Chavan was born to the M. N. Rao Jagdale in the Baroda district of Gujarat. She completed her primary and secondary education at S.N.D.T. in Indore, after which she went to St. Xavier's College Bombay, where she received a Diploma in Montessori Education. Premalakaki married Dajisaheb Chavan on 27 April 1942. She was the mother of the ex-Chief Minister of Maharashtra, Prithviraj Chavan, along with Nirupama Ajitrao Yadav and Vidlyulata Vyankatrao Ghorpade.

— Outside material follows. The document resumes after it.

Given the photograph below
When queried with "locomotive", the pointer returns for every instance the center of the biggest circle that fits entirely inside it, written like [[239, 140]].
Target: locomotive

Chavan was a member of the Peasants and Workers Party of Maharashtra from 1952-60. Later, she represented the Indian National Congress party in the Fifth Lok Sabha (1971–77), the Sixth Lok Sabha (1977–79), the Eighth Lok Sabha (1984–89), and the Rajya Sabha (1980–84). After her husband's death, she was elected unopposed to the Lok Sabha in a by-poll in 1973. She was re-elected from the Karad constituency for the next three terms. After the post-emergency split in the Congress, when many party veterans in the state aligned with the congress led by Devraj Urs, Chavan chose to remain with Indira Gandhi and also served as the Congress(i) State President at that time. When Indira Gandhi returned to power in 1980, she nominated Premalakaki to Rajya Sabha in 1981. Chavan was re-elected to the Lok Sabha from Karad in 1989. Premalakaki retired from politics in 1991 when Rajiv Gandhi asked her son to continue the family's political legacy in parliament.
Premala Chavan participated in the Lok Sabha until 1991, until which point she had contested from her late constituency and served in the same capacity for all consecutive terms.